Surveys, gathering of hair samples, and interviews will be conducted at a location to provide privacy. The final group session will not be private as it will be a group discussion resembling a focus group.

At the beginning of each 12-month group cohort, the facilitator will instruct participants regarding privacy measures for the group context. The group participants will discuss the concept of privacy and if there is consensus, they will sign a letter committing not to discuss the content of the sessions with outsiders. All participants will be asked to sign a receipt for a merchandise card incentive which will be used for project accounting purposes only and will not be linked with or associated with research data.

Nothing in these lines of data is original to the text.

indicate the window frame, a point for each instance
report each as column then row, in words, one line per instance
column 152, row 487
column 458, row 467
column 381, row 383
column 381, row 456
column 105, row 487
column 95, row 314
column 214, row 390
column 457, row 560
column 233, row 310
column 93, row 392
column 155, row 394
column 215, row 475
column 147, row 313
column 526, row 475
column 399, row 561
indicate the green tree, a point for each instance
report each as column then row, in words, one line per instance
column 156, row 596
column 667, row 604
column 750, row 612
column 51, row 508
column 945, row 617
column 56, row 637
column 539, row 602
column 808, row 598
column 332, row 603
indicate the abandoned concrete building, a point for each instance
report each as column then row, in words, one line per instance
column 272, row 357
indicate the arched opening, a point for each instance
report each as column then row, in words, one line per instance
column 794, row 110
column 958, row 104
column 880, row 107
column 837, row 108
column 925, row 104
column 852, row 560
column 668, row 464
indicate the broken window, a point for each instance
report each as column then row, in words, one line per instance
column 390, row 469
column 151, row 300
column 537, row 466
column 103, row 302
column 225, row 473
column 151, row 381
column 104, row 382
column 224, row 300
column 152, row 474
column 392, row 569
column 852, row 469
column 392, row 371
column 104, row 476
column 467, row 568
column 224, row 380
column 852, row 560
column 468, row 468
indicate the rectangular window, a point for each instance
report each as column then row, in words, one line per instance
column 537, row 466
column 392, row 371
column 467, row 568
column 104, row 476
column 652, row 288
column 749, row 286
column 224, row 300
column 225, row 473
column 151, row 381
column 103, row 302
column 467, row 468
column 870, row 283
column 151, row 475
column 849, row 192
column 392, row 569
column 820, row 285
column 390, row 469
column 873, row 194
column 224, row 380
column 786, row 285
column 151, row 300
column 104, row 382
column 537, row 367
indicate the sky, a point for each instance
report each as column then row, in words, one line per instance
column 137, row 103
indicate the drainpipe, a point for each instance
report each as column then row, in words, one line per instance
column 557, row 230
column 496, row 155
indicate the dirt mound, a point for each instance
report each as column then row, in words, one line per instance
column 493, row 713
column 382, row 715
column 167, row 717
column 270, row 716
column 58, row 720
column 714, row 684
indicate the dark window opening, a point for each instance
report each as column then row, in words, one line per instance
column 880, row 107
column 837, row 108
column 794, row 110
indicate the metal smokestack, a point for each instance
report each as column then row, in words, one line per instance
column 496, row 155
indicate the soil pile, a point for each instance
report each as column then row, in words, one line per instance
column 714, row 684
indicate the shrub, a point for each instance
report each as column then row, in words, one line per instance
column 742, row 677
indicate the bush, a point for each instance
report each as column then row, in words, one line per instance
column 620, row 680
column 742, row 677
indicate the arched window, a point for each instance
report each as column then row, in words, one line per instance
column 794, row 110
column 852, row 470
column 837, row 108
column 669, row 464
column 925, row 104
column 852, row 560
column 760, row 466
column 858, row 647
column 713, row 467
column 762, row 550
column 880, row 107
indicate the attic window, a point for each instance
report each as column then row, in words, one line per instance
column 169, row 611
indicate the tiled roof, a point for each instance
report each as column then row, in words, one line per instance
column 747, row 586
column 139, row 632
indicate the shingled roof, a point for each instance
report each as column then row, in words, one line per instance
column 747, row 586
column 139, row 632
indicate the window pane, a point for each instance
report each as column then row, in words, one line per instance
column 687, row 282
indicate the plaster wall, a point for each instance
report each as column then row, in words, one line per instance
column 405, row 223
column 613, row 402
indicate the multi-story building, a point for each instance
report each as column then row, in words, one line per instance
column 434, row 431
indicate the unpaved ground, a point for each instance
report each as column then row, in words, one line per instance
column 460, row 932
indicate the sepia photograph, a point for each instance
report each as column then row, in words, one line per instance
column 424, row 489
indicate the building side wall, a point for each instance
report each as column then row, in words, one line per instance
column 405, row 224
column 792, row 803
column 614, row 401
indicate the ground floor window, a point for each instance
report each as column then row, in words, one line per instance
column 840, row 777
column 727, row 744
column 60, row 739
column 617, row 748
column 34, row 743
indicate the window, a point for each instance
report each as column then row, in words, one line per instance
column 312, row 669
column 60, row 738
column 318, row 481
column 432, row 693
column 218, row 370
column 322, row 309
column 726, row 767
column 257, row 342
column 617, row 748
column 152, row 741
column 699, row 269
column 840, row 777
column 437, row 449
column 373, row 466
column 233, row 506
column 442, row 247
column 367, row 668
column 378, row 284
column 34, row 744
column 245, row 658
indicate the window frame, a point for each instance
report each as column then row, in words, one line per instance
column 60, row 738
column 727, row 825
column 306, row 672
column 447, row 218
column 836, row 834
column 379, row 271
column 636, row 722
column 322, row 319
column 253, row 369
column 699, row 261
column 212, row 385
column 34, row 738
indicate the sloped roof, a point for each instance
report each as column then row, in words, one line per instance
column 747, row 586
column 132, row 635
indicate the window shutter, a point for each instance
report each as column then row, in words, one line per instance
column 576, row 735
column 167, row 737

Consents and participant contact information sheets will be assigned a study ID. The ID and the contact sheet will be the only link between the participant and the data. We need to be able to maintain a link between the participant and the data to be able to notify participants of meeting logistics, to schedule follow-up appointments at 12 months, to schedule interviews, and to be able to make bi-monthly check-in calls with control participants. Consent Forms, the list of participants who provided oral consent, and contact information will be stored in separate locked cabinets in the office of the PI and with access only by the investigators. All other research data will be de-identified. The only link between the participant and the data or contact information will be through the study ID. Contact information will be destroyed 5 years following the end of the study. Consent Forms and the list of those who provided oral consent will be kept for 3 years following the end of the project, at which time they will be destroyed.

Declaration of interests

None of the authors have any financial or other conflicts of interest to report.

Access to data

Participant contact information will be considered confidential and will not be shared. De-identified quantitative project data will be shared per our Data Sharing Protocol. Qualitative data cannot be de-identified and therefore will not be shared.

Dissemination Plan

  1. 1)

    We will present findings from this study at the New Mexico Public Health Association (NMPHA) which is held annually in either Albuquerque or Las Cruces. We have budgeted for us to be able to present our work as a panel involving multiple members of the team, including community partners and members of the Advisory Board. We believe that this work will be of great interest to the professional community in New Mexico as the issues of social isolation and depression among FMIs are recognized as key health disparities. Our ability to demonstrate a scientific and measurable quantitative impact will be received as extremely exciting.

  2. 2)

    Members of our team from UNM, Centro Sávila and One Hope Centro de Vida will be available to advise organizations interested in pursuing this model.

  3. 3)

    We recognize that it is essential that we do not just go into the community and create something and then leave the participants in a lurch when the research is done. Therefore, we have created an infrastructure to ensure that the participants have the possibility of continued social support. Centro Sávila has a continuous supply of interns (social work and counseling students) who spend at least 1 year working with clients about mental and behavioral health issues. When Tertulias groups end, we will invite participants to continue meeting with facilitation by a pair of Centro Sávila interns. This infrastructure creates a feasible way to create continuity and sustainability. One Hope will seek funding to be able to support the facilitators for groups held at their site.

  4. 4)

    We will present findings from this study at national professional conferences such as the American Public Health Association, the American Anthropological Association, the Health Disparities Conference, the Addressing Health Disparities Conference, the Southwest Anthropological Association Conference, or other relevant venues.

  5. 5)

    We will publish findings from this study in peer-reviewed journals (Table 1).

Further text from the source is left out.